Spatial and temporal control of intracellular aggregates by photo-oxygenation catalyst

2018 Fiscal Year Final Research Report

• Project/Area Number: 17K19480
• Research Category: Grant-in-Aid for Challenging Research (Exploratory)
• Allocation Type: Multi-year Fund
• Research Field: Pharmaceutical Sciences and related fields
• Research Institution: The University of Tokyo
• Principal Investigator: Tomita Taisuke 東京大学, 大学院薬学系研究科(薬学部), 教授 (30292957)
• Research Collaborator: Hori Yukiko
• Project Period (FY): 2017-06-30 – 2019-03-31
• Keywords: 神経変性疾患 / タンパク質凝集 / 光触媒

Outline of Final Research Achievements

Several lines of evidence suggest that the intracellular aggregates comprised of fibrillized proteins are involved in the pathogenesis of neurodegenerative diseases.
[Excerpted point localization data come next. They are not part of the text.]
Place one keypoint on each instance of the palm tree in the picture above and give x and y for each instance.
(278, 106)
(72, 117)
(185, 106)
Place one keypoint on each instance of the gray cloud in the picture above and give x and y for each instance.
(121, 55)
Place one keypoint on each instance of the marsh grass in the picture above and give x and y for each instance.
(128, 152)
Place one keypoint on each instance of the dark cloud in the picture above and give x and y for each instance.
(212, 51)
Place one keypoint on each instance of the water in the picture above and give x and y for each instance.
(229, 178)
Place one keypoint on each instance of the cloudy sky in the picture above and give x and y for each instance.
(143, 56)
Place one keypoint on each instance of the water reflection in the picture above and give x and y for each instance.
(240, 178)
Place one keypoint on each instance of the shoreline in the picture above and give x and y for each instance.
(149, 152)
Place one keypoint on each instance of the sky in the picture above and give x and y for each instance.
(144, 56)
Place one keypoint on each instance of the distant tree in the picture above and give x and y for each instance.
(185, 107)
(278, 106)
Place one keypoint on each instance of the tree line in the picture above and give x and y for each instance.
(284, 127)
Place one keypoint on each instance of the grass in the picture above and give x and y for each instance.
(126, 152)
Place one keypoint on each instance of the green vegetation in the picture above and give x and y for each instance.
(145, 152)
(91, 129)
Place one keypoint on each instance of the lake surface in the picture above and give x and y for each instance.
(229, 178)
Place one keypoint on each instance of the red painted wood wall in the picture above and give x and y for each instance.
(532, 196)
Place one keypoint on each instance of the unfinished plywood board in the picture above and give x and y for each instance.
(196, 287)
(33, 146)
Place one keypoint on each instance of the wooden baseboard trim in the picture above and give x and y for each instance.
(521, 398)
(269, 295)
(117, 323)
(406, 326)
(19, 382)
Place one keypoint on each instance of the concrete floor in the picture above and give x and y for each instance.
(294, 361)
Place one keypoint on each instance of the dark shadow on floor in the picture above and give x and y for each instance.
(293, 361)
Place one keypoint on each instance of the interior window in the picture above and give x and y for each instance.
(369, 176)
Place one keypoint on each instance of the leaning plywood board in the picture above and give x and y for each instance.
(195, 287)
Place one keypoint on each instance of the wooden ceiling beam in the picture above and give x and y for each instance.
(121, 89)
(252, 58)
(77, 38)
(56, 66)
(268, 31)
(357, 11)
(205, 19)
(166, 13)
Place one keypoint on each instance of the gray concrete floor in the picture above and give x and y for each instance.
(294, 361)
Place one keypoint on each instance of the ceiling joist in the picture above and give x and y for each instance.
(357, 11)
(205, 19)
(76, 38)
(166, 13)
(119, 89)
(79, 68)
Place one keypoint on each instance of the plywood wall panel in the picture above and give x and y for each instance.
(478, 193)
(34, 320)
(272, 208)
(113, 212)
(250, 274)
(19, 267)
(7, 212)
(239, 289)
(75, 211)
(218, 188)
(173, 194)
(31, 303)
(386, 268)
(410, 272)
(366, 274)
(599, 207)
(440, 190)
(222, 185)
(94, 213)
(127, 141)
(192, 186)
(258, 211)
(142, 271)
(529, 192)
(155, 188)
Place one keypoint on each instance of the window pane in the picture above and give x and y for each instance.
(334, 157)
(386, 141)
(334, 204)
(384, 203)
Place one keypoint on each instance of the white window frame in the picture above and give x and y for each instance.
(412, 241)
In addition, recently intercellular propagation mechanism of aggregated protein that transform the normal cells to the pathological cells has been highlighted. In this research, applicants examined the effect of photo-oxygenation catalyst, which detoxifies the aggregated proteins by oxygenation reaction under light, on the tau protein aggregation and propagation. Tau is deposited in the brains of Alzheimer disease. We found that the photo-oxygenation inhibited the tau aggregation and the propagation activity of tau fibril. These results indicated that the dynamics of intracellular aggregates can be regulated by these small compounds.

Free Research Field

病態生化学

Academic Significance and Societal Importance of the Research Achievements

様々な神経変性疾患発症の原因となる細胞内凝集体の動態機構の解明は、多くの疾患治療を考える上で重要な研究課題である。しかし現在までに時空間的にその動態を解析した例はなく、光酸素化触媒による細胞内凝集体の時空間的制御は、神経変性疾患発症メカニズム研究においてインパクトのある実験系を提示できたと言える。さらに光酸素化触媒の応用は時空間的に制御された画期的治療法の開発に繋がる可能性があり、我が国の科学技術イノベーションに大きく資するものと考えられる。